On-chain analysts revealed coordinated wallet activities in YZY and LIBRA, reigniting debates about insider trading driven by celebrity endorsements.
An on-chain investigator using the pseudonym Dethective recently discovered a suspicious pattern involving wallets that earned substantial profits from the issuance of two tokens—Kanye West's YZY coin and another token called LIBRA.
According to the findings, one wallet was able to purchase $250,000 worth of YZY tokens at a price of $0.20 each, while most traders paid over $1 per token. This gave the wallet a significant advantage, allowing it to achieve nearly $1 million in profit in just eight minutes. After quickly profiting, these earnings were transferred to a new 'treasury wallet.'
Identified extraction patterns for YZY and LIBRA
Interestingly, the same funding wallet had obtained significant capital during early activities related to the LIBRA token issuance six months ago. At that time, two special wallets rushed to purchase LIBRA tokens right away.

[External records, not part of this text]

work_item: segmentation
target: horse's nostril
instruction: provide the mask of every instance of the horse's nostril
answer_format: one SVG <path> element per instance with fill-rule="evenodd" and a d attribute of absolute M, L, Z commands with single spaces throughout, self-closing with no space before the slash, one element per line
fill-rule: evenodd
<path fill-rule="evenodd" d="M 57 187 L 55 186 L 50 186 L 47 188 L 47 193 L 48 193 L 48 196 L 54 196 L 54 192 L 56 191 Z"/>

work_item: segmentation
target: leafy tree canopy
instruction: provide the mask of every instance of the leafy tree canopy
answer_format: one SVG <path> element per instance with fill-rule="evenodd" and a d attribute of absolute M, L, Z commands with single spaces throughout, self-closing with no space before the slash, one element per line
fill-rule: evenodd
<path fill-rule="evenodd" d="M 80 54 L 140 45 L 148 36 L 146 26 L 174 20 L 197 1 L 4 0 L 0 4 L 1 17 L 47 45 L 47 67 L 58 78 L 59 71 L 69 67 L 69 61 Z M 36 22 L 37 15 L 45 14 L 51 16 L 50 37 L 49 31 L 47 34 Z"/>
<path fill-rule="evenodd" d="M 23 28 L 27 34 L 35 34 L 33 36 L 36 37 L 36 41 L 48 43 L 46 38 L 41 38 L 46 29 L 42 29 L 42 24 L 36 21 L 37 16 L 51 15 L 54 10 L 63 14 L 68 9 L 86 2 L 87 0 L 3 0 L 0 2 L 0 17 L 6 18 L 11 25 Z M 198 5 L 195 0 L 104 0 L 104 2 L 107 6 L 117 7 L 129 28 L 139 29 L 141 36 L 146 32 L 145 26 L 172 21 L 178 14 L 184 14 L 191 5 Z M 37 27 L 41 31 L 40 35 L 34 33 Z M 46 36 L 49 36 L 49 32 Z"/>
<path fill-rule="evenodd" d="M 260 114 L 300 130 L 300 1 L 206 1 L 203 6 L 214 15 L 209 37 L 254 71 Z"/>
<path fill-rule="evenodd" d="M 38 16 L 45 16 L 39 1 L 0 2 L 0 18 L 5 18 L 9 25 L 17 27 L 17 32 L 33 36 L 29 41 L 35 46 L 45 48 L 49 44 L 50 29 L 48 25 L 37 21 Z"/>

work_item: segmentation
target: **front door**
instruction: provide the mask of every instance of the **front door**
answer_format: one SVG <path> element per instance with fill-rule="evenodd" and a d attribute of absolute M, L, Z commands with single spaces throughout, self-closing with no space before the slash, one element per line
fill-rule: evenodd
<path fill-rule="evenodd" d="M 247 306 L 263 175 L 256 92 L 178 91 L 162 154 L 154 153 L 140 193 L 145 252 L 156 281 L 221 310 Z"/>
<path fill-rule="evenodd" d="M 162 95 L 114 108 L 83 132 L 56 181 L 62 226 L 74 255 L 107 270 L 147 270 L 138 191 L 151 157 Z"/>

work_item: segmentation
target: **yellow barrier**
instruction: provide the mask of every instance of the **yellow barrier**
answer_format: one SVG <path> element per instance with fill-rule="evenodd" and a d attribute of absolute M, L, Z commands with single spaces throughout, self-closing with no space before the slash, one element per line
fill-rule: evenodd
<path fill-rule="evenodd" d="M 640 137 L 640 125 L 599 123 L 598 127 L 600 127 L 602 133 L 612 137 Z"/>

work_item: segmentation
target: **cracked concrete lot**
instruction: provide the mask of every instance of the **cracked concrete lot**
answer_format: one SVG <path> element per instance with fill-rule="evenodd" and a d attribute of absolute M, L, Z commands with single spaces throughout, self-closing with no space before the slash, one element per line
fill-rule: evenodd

The first wallet stole about $9 million, while the second performed even better, stealing around $11.5 million. Both wallets used strategies similar to YZY trading. They purchased the tokens before the public could access them.
Overall, during the issuance process of YZY and LIBRA, these wallets extracted nearly $23 million in total. Most of the funds were later transferred to platforms like Kamino or exchanges like Binance.
Dethective points out that this pattern strongly indicates the involvement of insider information. The wallets involved do not randomly trade multiple different tokens. Instead, they appeared only when YZY and LIBRA launched, and always prepared to invest large sums. Without prior information about the token launch timing and method, such timing and scale would be nearly impossible.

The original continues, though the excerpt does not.